# 🛒 Retail Sales Prediction Project
### End-to-End Machine Learning Deployment


## 📌 Overview  
This project follows a complete **ML pipeline** from data preprocessing to model training and deployment using Flask & Docker.  

### 🔥 Steps Covered:  
1️⃣ Data Cleaning & Exploration  
2️⃣ Model Training & Evaluation  
3️⃣ Save the Model (`.pkl` file)  
4️⃣ Build a Flask API for Predictions  
5️⃣ Deploy using Docker 🚀  


In [None]:

# 📚 Import Required Libraries
import pandas as pd
import numpy as np
import matplotlib.pyplot as plt
import seaborn as sns
from sklearn.model_selection import train_test_split
from sklearn.preprocessing import LabelEncoder
from sklearn.linear_model import LinearRegression
from sklearn.metrics import mean_absolute_error, mean_squared_error, r2_score
import pickle


## 📂 Load & Explore Dataset

In [None]:

# Load Dataset
file_path = "Warehouse_and_Retail_Sales.csv"
df = pd.read_csv(file_path)

# Show dataset info
df.info(), df.head()


## 🧹 Data Cleaning

In [None]:

# Handle missing values
df["SUPPLIER"].fillna("UNKNOWN_SUPPLIER", inplace=True)
df["ITEM TYPE"].fillna("UNKNOWN_TYPE", inplace=True)
df["RETAIL SALES"].fillna(df["RETAIL SALES"].median(), inplace=True)

# Confirm no missing values
df.isnull().sum()


## 📊 Exploratory Data Analysis (EDA)

In [None]:

# Plot sales distributions
sns.set_style("whitegrid")
fig, axes = plt.subplots(1, 3, figsize=(18, 5))

sns.histplot(df["RETAIL SALES"], bins=50, kde=True, ax=axes[0], color="blue")
axes[0].set_title("Retail Sales Distribution")

sns.histplot(df["RETAIL TRANSFERS"], bins=50, kde=True, ax=axes[1], color="green")
axes[1].set_title("Retail Transfers Distribution")

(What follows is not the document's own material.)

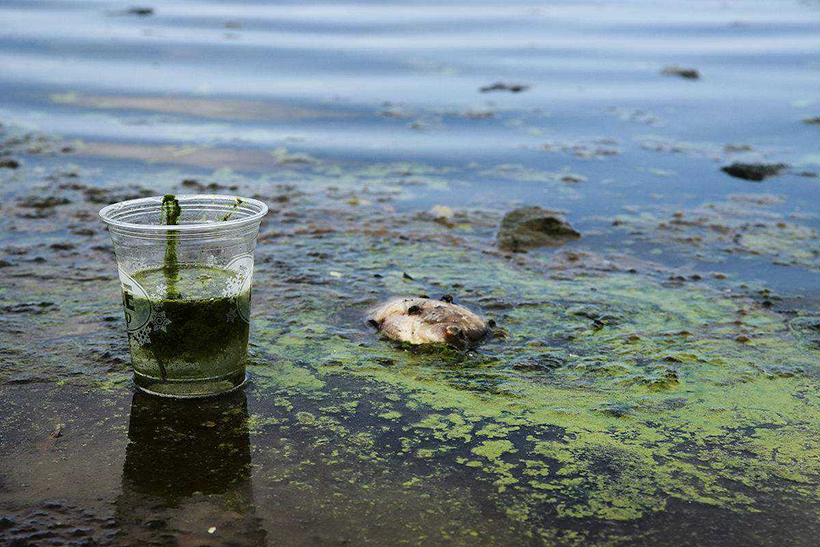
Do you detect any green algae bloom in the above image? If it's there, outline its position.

sns.histplot(df["WAREHOUSE SALES"], bins=50, kde=True, ax=axes[2], color="red")
axes[2].set_title("Warehouse Sales Distribution")

plt.tight_layout()
plt.show()


## 🏗️ Feature Engineering & Model Training

In [None]:

# Feature Selection
features = ["YEAR", "MONTH", "SUPPLIER", "ITEM TYPE", "RETAIL TRANSFERS", "WAREHOUSE SALES"]
target = "RETAIL SALES"

# Encode categorical features
label_encoders = {}
for col in ["SUPPLIER", "ITEM TYPE"]:
    le = LabelEncoder()
    df[col] = le.fit_transform(df[col])
    label_encoders[col] = le

# Train-Test Split (10% for training due to memory constraints)
X = df[features]
y = df[target]
X_train, X_test, y_train, y_test = train_test_split(X, y, test_size=0.9, random_state=42)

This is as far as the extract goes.